#67 – 5. April: Vom Abzug der Roten Armee von Bornholm

Zuletzt aktualisiert am Sonntag, 11. April 2021, 08:38 Uhr von Dennis Tomiola

(Foto: Rønne Byarkiv)

Vor 75 Jahren, am 5. April 1946, verliessen die letzten sowjetrussischen Truppen unter Generalmajor Jakuschow die Insel Bornholm. Vorausgegangen waren 11 lange Monate, in denen teilweise bis zu 800 Soldaten der Roten Armee die Insel Bornholm nach dem Ende des 2. Weltkriegs besetzt gehalten hatten. Wie es dazu kam – und warum wir eine kleine Korrektur bringen müssen, das hört Ihr in der heutigen Sendung.
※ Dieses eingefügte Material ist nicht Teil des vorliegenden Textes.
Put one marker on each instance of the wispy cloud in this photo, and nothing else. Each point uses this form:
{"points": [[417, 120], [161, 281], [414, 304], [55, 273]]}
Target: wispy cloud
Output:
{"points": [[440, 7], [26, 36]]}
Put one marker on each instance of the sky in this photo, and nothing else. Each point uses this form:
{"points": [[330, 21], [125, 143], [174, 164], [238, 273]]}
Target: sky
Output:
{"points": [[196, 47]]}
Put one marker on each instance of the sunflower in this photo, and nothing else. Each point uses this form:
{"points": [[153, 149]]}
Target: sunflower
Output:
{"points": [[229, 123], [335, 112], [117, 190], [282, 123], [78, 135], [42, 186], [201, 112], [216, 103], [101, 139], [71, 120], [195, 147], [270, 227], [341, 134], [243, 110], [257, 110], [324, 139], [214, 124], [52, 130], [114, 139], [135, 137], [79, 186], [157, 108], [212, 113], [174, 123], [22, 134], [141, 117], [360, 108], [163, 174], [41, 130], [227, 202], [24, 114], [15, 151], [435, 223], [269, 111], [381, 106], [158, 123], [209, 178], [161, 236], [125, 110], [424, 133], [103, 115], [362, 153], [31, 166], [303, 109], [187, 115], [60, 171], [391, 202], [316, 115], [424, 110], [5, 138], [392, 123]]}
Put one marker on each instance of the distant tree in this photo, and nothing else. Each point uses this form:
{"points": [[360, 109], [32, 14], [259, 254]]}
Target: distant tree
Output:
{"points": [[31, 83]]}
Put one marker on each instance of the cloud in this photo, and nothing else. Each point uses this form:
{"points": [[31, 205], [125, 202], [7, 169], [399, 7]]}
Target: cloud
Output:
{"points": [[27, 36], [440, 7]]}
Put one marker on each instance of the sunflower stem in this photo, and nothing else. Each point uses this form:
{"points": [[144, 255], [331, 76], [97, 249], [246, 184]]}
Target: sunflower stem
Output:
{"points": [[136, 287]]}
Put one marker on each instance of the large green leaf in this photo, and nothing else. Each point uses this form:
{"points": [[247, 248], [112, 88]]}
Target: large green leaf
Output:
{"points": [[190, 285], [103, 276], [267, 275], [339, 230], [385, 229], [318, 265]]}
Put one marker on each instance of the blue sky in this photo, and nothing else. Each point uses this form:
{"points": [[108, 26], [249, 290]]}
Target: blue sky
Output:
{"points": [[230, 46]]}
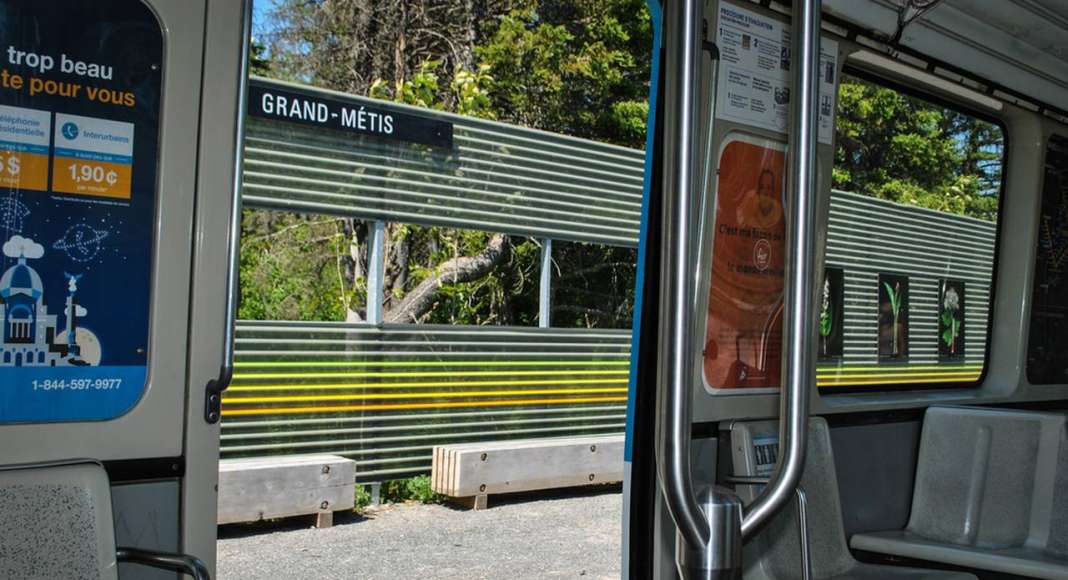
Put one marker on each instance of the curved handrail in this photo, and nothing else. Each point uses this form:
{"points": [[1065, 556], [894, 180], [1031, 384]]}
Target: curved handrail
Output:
{"points": [[215, 387], [798, 363], [682, 25]]}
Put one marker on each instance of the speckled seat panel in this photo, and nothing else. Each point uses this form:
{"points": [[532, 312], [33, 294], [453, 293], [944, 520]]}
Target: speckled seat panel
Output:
{"points": [[991, 494], [56, 523]]}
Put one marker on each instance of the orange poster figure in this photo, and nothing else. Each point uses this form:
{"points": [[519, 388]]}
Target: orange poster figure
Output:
{"points": [[744, 330]]}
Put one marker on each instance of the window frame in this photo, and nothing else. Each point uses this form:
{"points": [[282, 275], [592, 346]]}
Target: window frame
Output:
{"points": [[932, 97]]}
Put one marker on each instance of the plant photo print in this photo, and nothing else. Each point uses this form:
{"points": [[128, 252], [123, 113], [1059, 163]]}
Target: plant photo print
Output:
{"points": [[951, 320], [893, 316], [831, 314]]}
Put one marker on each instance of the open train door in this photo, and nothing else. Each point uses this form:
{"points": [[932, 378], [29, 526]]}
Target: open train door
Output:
{"points": [[677, 522], [120, 131]]}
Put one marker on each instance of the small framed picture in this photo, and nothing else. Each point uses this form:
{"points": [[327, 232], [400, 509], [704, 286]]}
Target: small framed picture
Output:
{"points": [[951, 319], [893, 316]]}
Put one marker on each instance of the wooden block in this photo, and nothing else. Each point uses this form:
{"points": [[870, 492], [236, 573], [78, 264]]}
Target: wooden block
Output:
{"points": [[278, 487], [472, 502], [477, 469]]}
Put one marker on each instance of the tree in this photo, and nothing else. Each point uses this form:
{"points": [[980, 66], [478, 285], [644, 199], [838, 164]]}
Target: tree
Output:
{"points": [[578, 67], [898, 147], [586, 62]]}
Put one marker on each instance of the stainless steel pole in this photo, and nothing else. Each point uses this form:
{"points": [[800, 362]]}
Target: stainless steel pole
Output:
{"points": [[799, 367], [709, 520]]}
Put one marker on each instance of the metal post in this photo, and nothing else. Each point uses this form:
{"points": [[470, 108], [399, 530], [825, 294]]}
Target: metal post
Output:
{"points": [[799, 334], [545, 292], [376, 268], [708, 520]]}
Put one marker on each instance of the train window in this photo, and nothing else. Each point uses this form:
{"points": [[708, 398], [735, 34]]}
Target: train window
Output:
{"points": [[911, 241], [1049, 333]]}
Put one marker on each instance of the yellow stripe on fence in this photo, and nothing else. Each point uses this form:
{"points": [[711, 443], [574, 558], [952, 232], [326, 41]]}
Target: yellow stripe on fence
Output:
{"points": [[399, 374], [896, 367], [421, 385], [252, 364], [418, 406], [901, 375], [883, 381], [436, 394]]}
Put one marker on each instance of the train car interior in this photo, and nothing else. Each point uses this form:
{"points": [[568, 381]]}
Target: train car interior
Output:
{"points": [[850, 361], [915, 341]]}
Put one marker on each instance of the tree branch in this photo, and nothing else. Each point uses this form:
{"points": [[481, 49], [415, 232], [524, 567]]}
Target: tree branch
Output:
{"points": [[459, 269]]}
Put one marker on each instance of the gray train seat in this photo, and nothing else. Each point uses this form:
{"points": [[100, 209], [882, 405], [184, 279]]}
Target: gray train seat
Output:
{"points": [[776, 553], [56, 523], [991, 494]]}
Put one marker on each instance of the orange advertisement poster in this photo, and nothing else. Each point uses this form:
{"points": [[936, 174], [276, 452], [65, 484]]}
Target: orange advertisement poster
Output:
{"points": [[744, 326]]}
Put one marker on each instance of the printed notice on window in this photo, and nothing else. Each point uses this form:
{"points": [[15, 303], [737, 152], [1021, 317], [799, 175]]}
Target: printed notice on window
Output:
{"points": [[79, 149], [754, 75]]}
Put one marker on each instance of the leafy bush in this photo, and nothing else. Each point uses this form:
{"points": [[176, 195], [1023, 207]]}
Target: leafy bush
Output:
{"points": [[361, 499], [417, 489]]}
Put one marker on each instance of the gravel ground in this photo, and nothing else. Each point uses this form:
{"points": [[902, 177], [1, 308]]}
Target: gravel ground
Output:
{"points": [[563, 535]]}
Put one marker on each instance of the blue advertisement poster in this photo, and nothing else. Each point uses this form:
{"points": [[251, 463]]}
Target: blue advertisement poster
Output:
{"points": [[79, 132]]}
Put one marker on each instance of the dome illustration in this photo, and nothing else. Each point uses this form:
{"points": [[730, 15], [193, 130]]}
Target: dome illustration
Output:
{"points": [[20, 279]]}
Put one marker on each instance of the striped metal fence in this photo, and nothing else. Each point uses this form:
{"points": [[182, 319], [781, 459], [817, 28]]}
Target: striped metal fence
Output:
{"points": [[386, 395], [498, 177]]}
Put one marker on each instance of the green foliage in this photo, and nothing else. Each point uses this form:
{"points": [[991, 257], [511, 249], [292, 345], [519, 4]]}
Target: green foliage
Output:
{"points": [[898, 147], [417, 489], [288, 268], [506, 295], [895, 300], [952, 327], [826, 323], [576, 67]]}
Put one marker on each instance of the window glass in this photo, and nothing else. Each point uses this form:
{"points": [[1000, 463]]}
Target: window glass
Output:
{"points": [[593, 285], [911, 241], [1049, 333]]}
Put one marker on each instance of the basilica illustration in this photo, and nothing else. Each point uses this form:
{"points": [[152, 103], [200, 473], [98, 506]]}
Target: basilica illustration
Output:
{"points": [[31, 335]]}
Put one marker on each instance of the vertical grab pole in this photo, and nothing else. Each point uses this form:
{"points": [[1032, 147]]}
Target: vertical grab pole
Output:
{"points": [[708, 520], [799, 367]]}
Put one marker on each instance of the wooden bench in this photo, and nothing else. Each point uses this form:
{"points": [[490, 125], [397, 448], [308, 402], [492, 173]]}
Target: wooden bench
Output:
{"points": [[279, 487], [470, 472]]}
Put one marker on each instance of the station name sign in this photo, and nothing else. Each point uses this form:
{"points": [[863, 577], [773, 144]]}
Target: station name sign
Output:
{"points": [[308, 108]]}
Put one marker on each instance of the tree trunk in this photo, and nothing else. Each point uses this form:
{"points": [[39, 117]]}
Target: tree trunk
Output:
{"points": [[459, 269], [352, 263]]}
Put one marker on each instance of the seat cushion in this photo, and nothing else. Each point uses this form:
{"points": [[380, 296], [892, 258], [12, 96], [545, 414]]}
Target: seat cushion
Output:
{"points": [[872, 571], [56, 523], [1020, 561]]}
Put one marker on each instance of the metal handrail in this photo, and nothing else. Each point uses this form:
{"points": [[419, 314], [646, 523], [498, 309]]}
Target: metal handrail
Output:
{"points": [[802, 518], [682, 24], [188, 565], [799, 367]]}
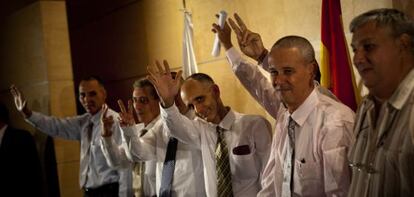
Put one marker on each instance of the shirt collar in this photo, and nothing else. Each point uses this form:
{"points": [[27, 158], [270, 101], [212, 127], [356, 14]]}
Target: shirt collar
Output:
{"points": [[228, 120], [301, 114], [152, 123], [96, 118], [403, 92]]}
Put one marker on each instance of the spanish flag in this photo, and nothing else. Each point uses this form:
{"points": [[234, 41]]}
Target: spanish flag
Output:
{"points": [[336, 66]]}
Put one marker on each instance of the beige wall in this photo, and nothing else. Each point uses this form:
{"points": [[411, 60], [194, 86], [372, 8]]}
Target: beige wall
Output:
{"points": [[272, 19], [35, 56]]}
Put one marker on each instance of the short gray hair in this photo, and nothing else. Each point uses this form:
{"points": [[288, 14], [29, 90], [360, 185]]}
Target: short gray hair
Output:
{"points": [[397, 21], [305, 47]]}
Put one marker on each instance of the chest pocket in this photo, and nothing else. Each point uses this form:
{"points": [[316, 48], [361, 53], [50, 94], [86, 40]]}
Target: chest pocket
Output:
{"points": [[244, 165]]}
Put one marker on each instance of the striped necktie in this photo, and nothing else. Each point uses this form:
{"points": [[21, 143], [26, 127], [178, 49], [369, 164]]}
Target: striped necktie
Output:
{"points": [[288, 164], [168, 168], [224, 187], [85, 157]]}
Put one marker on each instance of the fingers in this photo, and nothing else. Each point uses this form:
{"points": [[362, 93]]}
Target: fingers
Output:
{"points": [[130, 107], [14, 91], [104, 111], [178, 76], [158, 64], [235, 28], [216, 28], [121, 106], [167, 68], [240, 22]]}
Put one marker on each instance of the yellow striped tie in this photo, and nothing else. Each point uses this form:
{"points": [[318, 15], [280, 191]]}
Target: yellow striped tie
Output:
{"points": [[224, 187]]}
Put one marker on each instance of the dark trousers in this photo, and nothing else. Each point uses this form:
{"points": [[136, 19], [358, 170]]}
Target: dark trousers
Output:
{"points": [[108, 190]]}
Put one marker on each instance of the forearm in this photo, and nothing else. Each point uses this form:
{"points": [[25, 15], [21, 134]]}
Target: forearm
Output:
{"points": [[180, 126], [255, 82]]}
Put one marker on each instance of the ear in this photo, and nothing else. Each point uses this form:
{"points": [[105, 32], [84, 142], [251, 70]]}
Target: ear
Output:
{"points": [[406, 41], [216, 91], [104, 93]]}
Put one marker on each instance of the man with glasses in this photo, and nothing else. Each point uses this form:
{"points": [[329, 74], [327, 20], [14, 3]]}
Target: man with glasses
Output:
{"points": [[382, 158]]}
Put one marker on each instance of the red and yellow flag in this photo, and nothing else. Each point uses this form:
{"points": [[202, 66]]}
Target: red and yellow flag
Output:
{"points": [[336, 67]]}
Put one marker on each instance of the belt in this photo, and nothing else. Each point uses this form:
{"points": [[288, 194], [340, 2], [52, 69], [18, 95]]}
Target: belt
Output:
{"points": [[102, 189]]}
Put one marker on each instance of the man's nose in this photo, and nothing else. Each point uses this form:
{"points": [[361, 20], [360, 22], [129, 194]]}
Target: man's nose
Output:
{"points": [[277, 80], [359, 57]]}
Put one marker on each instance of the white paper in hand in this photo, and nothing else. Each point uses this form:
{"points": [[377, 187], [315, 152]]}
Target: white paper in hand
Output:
{"points": [[221, 21]]}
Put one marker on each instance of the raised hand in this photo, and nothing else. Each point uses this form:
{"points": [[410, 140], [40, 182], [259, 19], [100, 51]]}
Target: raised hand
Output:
{"points": [[167, 87], [106, 122], [224, 34], [20, 101], [126, 117], [250, 43]]}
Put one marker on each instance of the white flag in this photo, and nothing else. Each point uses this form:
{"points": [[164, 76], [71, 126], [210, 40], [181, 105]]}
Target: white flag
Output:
{"points": [[189, 60]]}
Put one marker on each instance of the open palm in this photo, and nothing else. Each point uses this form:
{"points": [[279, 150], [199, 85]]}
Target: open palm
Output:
{"points": [[167, 87]]}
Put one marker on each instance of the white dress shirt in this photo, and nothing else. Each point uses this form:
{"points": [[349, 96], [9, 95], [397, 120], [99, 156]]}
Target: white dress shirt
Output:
{"points": [[248, 138], [119, 156], [95, 171], [2, 131], [188, 172], [382, 157], [322, 137]]}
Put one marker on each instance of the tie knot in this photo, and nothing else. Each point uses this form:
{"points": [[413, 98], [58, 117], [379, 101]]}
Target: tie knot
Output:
{"points": [[143, 132], [220, 130], [90, 125], [292, 123]]}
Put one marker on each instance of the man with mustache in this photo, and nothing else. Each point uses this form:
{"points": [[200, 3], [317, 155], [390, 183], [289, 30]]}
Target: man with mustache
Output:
{"points": [[234, 147], [313, 131], [382, 158], [97, 178]]}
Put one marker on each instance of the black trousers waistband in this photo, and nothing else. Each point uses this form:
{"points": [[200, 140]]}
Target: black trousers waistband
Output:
{"points": [[107, 190]]}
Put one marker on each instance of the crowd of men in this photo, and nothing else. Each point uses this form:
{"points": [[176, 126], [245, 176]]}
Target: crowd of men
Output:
{"points": [[189, 143]]}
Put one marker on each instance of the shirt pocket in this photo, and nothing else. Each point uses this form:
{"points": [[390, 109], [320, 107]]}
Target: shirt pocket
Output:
{"points": [[244, 166], [308, 177], [97, 157]]}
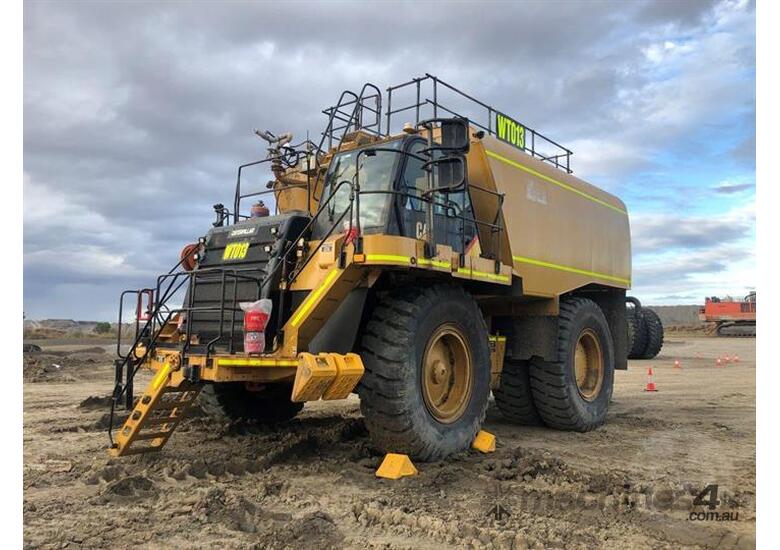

Vor 75 Jahren: Sowjetrussische Truppen verlassen Bornholm

Abreise der russischen Truppen mit dem Kreuzer Wladimir Polukin am 5. April 1946. Amtmann P. v. Steman mit dem Federhut. Links daneben Generalmajor A. Jakuschow, dahinter der dänische Oberst Christiansen. (Foto: Rønne Byarkiv)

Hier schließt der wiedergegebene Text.